Tommy shows Elizabeth into the office and how to sort through the papers. She is later getting ready for a meeting with Churchill while Philip goes over the important issues. He wants to stay in Clarence House and he wants the kids to keep his name. She meets with Churchill and he goes over a few of the finer points of what their interactions will entail before moving on to discuss her coronation.

Elizabeth, Margaret and their mother meet with the Duke and he wants them to come together in grief and perhaps spend some time together otherwise before he departs for New York. Their mother still hates him and wants to cut off his allowance.

He writes back to his wife Wallis Simpson (Lia Williams) about milking the family for all they are worth.

Lord Mountbatten (Greg Wise) hosts a dinner in honor of the late king and the new queen.
Philip is outside teaching Charles how to play ball. A plane is flying around trying to get aerial photographs for a magazine and Elizabeth observes from a window. She has duties to perform.

The Duke complains to his mother about his allowance being cut off. He can’t believe it because he barely makes ends meet as it is. His mother tells him to perhaps take a page from his late brother’s book and learn a bit of frugality. They are interrupted by Prince Ernst von Hannover (Daniel Betts). He comes in and explains the dinner with Lord Mountbatten and how he declared that the royal family would soon have his name.

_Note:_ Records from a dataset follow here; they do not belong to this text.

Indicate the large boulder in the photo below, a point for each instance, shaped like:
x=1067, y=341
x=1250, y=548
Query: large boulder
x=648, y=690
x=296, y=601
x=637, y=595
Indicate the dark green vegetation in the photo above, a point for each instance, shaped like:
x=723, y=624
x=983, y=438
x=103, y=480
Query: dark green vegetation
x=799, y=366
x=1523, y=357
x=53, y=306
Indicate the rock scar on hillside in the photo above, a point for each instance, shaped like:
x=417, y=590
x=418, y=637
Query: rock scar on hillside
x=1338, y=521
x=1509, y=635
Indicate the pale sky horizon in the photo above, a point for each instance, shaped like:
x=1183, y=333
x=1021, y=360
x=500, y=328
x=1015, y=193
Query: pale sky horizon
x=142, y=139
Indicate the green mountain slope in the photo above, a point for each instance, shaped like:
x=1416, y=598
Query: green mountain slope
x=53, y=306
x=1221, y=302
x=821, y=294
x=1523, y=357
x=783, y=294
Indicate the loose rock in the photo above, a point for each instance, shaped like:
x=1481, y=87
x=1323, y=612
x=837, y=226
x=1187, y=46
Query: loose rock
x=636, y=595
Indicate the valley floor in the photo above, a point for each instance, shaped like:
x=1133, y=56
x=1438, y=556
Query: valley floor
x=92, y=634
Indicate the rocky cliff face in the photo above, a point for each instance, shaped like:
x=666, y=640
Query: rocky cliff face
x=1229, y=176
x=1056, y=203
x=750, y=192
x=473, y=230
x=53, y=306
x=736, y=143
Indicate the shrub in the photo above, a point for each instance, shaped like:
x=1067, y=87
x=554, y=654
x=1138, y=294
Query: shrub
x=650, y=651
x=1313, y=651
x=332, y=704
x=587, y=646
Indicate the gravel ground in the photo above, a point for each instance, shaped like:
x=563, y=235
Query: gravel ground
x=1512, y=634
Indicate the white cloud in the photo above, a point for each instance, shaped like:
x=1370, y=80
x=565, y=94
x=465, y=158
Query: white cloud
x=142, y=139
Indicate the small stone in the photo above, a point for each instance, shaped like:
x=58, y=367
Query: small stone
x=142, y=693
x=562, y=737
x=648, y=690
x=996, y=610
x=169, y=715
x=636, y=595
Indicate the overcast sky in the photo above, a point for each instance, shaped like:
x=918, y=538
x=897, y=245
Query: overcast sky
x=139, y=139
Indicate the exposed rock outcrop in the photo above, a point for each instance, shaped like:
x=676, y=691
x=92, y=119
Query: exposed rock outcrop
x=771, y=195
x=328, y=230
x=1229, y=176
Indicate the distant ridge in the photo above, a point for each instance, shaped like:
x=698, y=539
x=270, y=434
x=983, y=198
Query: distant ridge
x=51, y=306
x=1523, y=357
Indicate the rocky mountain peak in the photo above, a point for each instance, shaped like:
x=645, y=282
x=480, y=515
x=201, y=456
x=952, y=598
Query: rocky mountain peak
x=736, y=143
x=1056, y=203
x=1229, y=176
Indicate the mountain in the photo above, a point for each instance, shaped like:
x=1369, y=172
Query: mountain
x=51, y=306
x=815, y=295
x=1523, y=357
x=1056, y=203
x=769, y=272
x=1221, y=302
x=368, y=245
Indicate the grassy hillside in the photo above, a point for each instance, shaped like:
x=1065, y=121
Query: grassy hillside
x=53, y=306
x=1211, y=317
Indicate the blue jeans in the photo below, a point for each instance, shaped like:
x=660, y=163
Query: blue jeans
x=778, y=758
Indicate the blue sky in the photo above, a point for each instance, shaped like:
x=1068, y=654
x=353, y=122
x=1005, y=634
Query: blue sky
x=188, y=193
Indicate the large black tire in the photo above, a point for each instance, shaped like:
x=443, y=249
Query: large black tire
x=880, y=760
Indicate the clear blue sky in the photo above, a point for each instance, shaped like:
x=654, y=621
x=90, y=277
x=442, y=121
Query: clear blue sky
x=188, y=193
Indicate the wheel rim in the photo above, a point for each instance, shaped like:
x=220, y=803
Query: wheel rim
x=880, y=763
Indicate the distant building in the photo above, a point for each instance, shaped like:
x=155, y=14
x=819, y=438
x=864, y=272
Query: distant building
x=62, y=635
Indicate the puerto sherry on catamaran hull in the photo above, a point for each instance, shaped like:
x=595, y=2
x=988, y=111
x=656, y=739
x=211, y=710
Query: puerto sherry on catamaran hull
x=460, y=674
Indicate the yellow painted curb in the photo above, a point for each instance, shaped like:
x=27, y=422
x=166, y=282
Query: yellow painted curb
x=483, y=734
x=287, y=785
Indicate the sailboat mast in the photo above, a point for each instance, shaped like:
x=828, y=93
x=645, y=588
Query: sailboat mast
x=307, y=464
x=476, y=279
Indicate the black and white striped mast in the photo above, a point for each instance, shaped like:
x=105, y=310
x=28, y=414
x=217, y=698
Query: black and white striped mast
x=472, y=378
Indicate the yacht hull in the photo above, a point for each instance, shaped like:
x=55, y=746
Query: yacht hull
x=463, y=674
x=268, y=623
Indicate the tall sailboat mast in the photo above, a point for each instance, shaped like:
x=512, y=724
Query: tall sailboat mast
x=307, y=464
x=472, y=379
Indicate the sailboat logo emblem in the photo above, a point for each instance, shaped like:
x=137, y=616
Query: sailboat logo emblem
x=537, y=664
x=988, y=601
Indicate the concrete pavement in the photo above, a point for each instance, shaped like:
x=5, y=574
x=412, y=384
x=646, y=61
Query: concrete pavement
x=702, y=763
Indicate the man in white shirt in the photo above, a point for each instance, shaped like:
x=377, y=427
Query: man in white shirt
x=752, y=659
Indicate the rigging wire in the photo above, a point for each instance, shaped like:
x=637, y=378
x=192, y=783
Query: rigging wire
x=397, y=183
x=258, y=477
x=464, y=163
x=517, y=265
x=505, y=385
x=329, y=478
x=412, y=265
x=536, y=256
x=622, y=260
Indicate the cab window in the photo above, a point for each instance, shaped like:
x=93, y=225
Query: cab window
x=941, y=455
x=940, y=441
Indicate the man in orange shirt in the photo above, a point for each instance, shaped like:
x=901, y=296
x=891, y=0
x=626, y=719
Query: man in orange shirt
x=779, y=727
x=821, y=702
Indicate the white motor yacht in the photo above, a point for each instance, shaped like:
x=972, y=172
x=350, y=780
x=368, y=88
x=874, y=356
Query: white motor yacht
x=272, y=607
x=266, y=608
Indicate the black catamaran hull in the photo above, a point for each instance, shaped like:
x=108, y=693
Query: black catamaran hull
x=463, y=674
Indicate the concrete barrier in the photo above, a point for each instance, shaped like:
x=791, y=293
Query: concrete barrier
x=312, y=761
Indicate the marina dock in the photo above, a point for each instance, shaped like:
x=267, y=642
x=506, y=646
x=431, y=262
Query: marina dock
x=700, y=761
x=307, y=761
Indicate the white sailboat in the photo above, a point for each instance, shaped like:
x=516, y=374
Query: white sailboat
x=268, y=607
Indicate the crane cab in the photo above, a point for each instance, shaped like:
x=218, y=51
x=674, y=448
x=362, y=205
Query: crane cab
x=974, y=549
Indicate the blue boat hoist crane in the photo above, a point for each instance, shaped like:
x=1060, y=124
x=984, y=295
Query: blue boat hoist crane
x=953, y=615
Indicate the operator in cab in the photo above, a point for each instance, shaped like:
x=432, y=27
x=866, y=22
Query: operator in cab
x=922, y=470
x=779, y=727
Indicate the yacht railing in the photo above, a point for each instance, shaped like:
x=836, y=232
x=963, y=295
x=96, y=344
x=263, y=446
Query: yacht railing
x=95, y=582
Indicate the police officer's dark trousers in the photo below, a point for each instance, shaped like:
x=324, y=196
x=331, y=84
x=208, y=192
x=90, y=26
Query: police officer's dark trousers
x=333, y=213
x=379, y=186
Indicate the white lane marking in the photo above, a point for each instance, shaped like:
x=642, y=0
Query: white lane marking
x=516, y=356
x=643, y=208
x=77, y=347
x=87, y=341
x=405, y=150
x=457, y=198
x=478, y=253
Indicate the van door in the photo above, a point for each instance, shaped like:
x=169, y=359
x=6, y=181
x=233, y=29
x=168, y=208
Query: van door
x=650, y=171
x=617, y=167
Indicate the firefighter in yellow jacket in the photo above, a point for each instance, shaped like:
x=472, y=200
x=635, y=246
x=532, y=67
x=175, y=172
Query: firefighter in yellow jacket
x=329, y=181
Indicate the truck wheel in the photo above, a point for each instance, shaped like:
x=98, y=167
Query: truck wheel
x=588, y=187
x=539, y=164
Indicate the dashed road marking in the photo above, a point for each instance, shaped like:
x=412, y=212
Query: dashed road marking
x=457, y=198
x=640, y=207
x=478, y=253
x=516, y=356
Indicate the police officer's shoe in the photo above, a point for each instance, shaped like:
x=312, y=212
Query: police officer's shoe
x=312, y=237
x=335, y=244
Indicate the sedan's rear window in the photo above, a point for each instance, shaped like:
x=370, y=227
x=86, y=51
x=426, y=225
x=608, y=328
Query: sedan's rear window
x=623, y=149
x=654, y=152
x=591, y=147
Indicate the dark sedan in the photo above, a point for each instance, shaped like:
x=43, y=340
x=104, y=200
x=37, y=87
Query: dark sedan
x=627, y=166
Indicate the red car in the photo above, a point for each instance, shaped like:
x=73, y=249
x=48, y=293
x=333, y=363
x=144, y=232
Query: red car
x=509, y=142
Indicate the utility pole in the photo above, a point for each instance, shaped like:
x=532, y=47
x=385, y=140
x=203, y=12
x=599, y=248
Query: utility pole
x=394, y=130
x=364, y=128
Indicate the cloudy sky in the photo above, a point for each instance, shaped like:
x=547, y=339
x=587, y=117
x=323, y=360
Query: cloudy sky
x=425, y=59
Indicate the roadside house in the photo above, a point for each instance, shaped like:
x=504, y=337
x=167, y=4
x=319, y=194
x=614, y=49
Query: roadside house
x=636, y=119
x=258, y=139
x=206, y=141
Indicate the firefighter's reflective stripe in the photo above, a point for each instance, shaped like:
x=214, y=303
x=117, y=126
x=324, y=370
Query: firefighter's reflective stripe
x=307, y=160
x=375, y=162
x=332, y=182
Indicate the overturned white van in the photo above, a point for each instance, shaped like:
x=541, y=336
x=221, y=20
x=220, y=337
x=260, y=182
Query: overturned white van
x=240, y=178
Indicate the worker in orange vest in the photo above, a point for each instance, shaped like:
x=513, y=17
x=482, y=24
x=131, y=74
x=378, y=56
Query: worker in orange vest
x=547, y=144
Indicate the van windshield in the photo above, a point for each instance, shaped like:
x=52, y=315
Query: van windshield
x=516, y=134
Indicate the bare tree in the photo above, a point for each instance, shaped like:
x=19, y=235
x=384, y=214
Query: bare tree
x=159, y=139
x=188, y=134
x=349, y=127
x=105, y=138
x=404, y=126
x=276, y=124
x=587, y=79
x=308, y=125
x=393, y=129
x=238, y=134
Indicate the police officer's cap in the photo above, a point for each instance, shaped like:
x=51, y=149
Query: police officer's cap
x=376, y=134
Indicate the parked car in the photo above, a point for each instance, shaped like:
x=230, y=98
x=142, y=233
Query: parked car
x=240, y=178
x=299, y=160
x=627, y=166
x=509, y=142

Peter calls Margaret in to tell her that his wife has left him. She took all of her belongings but he doesn’t plan to push for divorce because he would lose his job. She points out that, someday, he would be able to remarry. They hear someone coming and she hides, but forgets to grab her purse. It’s Philip. He wants to learn to fly and Peter is willing to help him do just that. Philip notices the purse and calls him on it but doesn’t push to know who it belongs to.

Queen Mary (Eileen Atkins), Elizabeth’s grandmother, makes sure that Churchill knows that Elizabeth and Philip intend to keep his last name. He confronts her about it but she fights back. She points out that he’s in her debt because he won’t be ousted by his party while still planning the coronation so she will agree to his delays.

The Duke goes to dine with Churchill and is booed on the ride in. The offers to inform Elizabeth of the cabinet’s decision that she must change the family name and move to the palace. He needs a favor in return. He would like Churchill to put in a good word for his allowance. He also wants a title for his wife. Churchill is willing to help with the first part but not the second.

Elizabeth and Philip go out for a night at the theater. Margaret hurries in to Peter’s office, kisses him and leaves just as quickly.

The Duke joins her for lunch the next day and discusses life and what he does now. He says that since the family didn’t accept the woman he loves, he doesn’t miss it at all. She questions why she never got an apology. She didn’t want this life in the spotlight and he’s the one that forced it upon her. They seem to reach an agreement and that’s when he brings up the name and housing issue.

Philip comes home and talks about taking flying lessons. She sits him down and breaks the news about the name and the living arrangements. He is livid. He says that she took his career and his home and his name from him. He thought they were in this together. He storms out.

The family, including Philip, goes home to Buckingham Palace where Elizabeth declares that her family and descendants will take the name Windsor.

The Duke boards a ship to return to New York.

Has Philip always been that much of a jerk? You signed up for this dude. You don’t get to argue about names and houses and stuff. The Duke should be punched too.